Grande distribution : client fidèle, client masqué
Une vente de masques de protection qui interroge
Depuis le lundi 4 mai, les grandes surfaces sont autorisées à vendre des masques de protection. Des consommateurs se sont émus de la pratique de certaines enseignes à ce propos. En effet, si les masques ne sont pas en vente libre dans les rayons, des enseignes ont réservé, dans un premier temps et durant quelques jours, la vente de ce matériel aux seuls clients possesseurs de la carte de fidélité du magasin, dans le seul souci « de rationnaliser les ventes et d’éviter la rupture de stock ».
« Pour organiser la distribution en points de vente des masques dans les meilleures conditions possibles, les deux enseignes ont mis en place un dispositif permettant aux clients, porteurs d’une carte de fidélité et ayant autorisé les enseignes à leur écrire, de venir retirer une boîte de 50 masques en magasin. » (communiqué de la direction d’Intermarché et Netto).

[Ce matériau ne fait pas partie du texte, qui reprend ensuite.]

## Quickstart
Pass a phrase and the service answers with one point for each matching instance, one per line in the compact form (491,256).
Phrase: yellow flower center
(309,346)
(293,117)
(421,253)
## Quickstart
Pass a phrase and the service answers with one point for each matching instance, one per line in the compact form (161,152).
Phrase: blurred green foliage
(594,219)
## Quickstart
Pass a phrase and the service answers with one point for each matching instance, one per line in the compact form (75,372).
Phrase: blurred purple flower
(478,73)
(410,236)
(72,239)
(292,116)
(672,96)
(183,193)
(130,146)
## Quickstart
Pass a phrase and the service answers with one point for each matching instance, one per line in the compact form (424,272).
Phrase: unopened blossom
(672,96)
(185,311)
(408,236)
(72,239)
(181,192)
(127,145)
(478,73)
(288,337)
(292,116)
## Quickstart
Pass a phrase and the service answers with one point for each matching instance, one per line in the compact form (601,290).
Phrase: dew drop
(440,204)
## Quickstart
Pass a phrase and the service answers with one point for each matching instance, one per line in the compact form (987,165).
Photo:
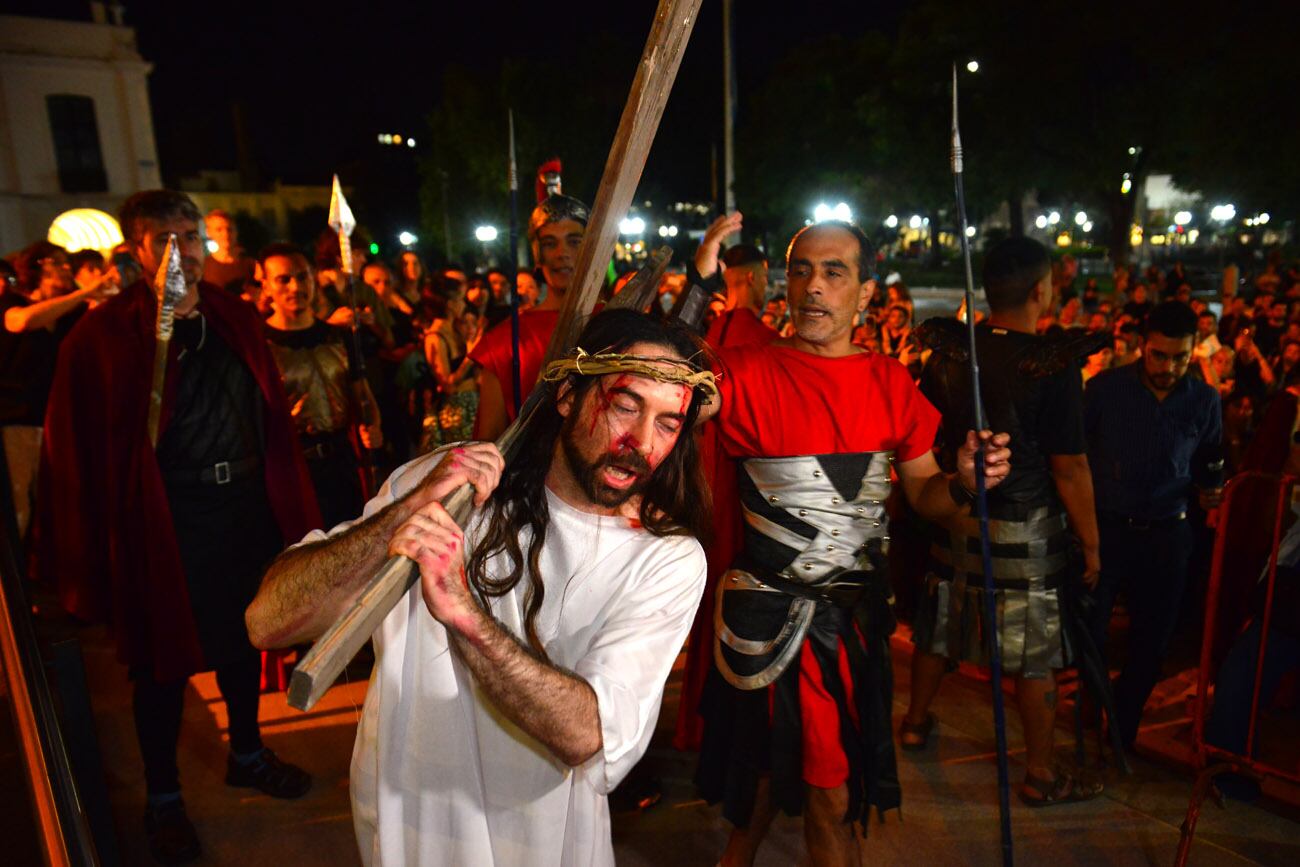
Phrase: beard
(589,473)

Des consommateurs se sont interrogés sur la légalité de cette pratique.
Que dit la loi ?
La vente de ces masques dans la grande distribution, subordonnée à d’autres achats et/ou à la possession d’une carte de fidélité est admise et licite. Il s’agit en fait d’une vente liée ou subordonnée c’est-à-dire « subordonner la vente d’un produit à l’achat d’une quantité imposée ou à l’achat concomitant d’un autre produit ou d’un autre service ainsi que subordonner la prestation d’un service à celle d’un autre service ou à l’achat d’un produit » (article L. 121-11 du code de la consommation).
La réglementation en la matière a été modifiée en 2011 après un arrêt de la Cour de Justice de l’Union Européenne (CJUE). Pour qu’il y ait infraction et interdiction, il faudrait que cette vente s’accompagne d’une pratique commerciale déloyale (article L 121-1 du code de la consommation) et/ou d’une pratique commerciale trompeuse et/ou agressive.

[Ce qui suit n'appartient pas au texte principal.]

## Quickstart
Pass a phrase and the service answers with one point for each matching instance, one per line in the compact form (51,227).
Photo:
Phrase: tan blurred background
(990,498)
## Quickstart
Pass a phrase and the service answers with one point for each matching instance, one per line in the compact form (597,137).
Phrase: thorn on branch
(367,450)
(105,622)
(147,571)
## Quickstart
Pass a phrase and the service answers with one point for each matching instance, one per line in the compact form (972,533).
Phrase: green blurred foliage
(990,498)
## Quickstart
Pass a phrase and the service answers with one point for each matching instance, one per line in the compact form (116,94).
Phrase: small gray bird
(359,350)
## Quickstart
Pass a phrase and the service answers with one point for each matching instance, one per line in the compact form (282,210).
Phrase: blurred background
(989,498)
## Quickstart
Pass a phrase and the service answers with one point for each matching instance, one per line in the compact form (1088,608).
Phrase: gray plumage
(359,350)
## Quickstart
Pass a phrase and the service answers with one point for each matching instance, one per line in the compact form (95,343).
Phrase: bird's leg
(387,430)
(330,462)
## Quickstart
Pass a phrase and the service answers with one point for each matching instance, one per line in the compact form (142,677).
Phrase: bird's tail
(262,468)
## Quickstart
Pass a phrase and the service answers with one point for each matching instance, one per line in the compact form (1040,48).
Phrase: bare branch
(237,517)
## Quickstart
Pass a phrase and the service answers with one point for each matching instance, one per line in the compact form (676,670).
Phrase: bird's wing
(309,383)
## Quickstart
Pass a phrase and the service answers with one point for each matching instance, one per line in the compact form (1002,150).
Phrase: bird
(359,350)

Certaines manifestations commerciales style « foire aux vins » réservées aux seuls clients possesseurs d’une carte de fidélité, invités en avant-première relèvent de cette réglementation et nul ne s’en émeut. Il est bien entendu plus délicat d’agir ainsi durant une crise sanitaire grave pendant laquelle tensions, inquiétudes et rumeurs sont exacerbées et certains se posent la question, au-delà de la légalité, de la moralité.
Rappelons que pour l’instant les masques ne peuvent être vendus en libre-service dans les rayons et que la vente est limitée par personne. Si le prix des masques chirurgicaux, à usage unique, a été plafonné à 95 centimes d’euro l’unité, il n’y a pas, en revanche, de plafond pour les masques textiles lavables.